Recently asked / exam angle
- Definitions are tested directly: match VLBW = < 1500 g, ELBW = < 1000 g; "LBW is defined by weight, not gestation."
- KMC eligibility weight (≤ 2000 g) and its benefits (reduced mortality/hypothermia/sepsis).
- Ponderal index formula and which IUGR type has a low PI (asymmetric).
- Symmetric vs asymmetric IUGR causes (TORCH/chromosomal = symmetric; placental insufficiency/PIH = asymmetric).
- Pneumatosis intestinalis = NEC (investigation of choice = X-ray abdomen); Bell's staging.
- Papile grading of IVH; germinal matrix as the source.
- ROP screening criteria (BW < 2000 g or GA < 34 wk; screen by 2–4 weeks) and laser as treatment; SpO₂ target 90–95%.
- Caffeine = drug of choice for apnoea of prematurity.
- Antenatal corticosteroids reduce RDS, IVH, NEC, mortality (24–34 wk).
- New Ballard Score for gestational age assessment; brown fat/non-shivering thermogenesis for heat production.
- Heat loss mechanisms; evaporative loss greatest at birth → dry immediately.
Rapid revision
- LBW < 2500 g, VLBW < 1500 g, ELBW < 1000 g — defined by weight alone, independent of gestation.
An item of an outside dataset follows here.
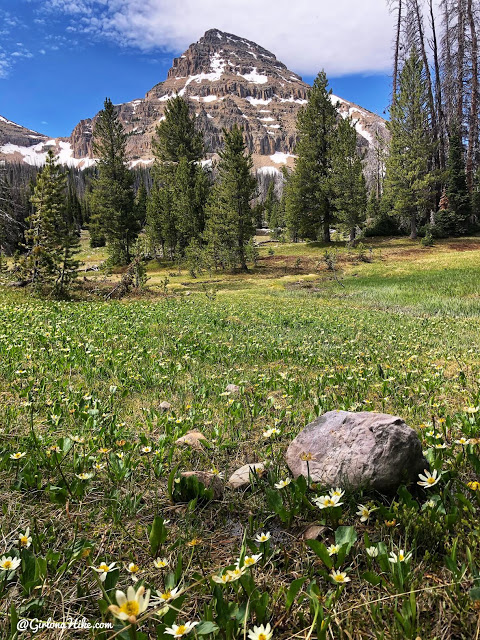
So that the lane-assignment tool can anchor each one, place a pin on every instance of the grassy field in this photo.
(96, 479)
- Preterm = < 37 weeks; extremely preterm = < 28 weeks.
- SGA = < 10th centile (statistical); IUGR = failure to reach growth potential (process) — not synonymous.
- Symmetric IUGR = early, intrinsic (TORCH, chromosomal), normal ponderal index; asymmetric = late, placental insufficiency, low ponderal index, head-sparing.
- Ponderal index = weight × 100 / length³.
- Neonates produce heat by non-shivering thermogenesis via brown fat (thermogenin); cannot shiver. Dry baby first to cut evaporative loss.
- KMC: skin-to-skin, breastfeeding, early discharge; eligible at ≤ 2000 g, stable; reduces hypothermia, sepsis, mortality.
- Feeds: ≥ 34 wk breastfeed; 32–34 wk paladai/spoon; < 32 wk orogastric tube EBM; sick/<28 wk IV + trophic feeds; fortify VLBW; give iron + vitamin D.
- IVH arises from the germinal matrix, graded by Papile (I–IV), highest risk first 72 hrs.
- NEC: abdominal X-ray shows pneumatosis intestinalis; staged by Bell's criteria; breast milk protective, formula a risk.
- ROP: screen if BW < 2000 g or GA < 34 wk by 2–4 weeks; treat with laser; keep SpO₂ 90–95% to avoid hyperoxia.
- BPD = O₂ dependence at 36 weeks PMA; caffeine is drug of choice for apnoea (and reduces BPD); antenatal steroids cut RDS/IVH/NEC/mortality.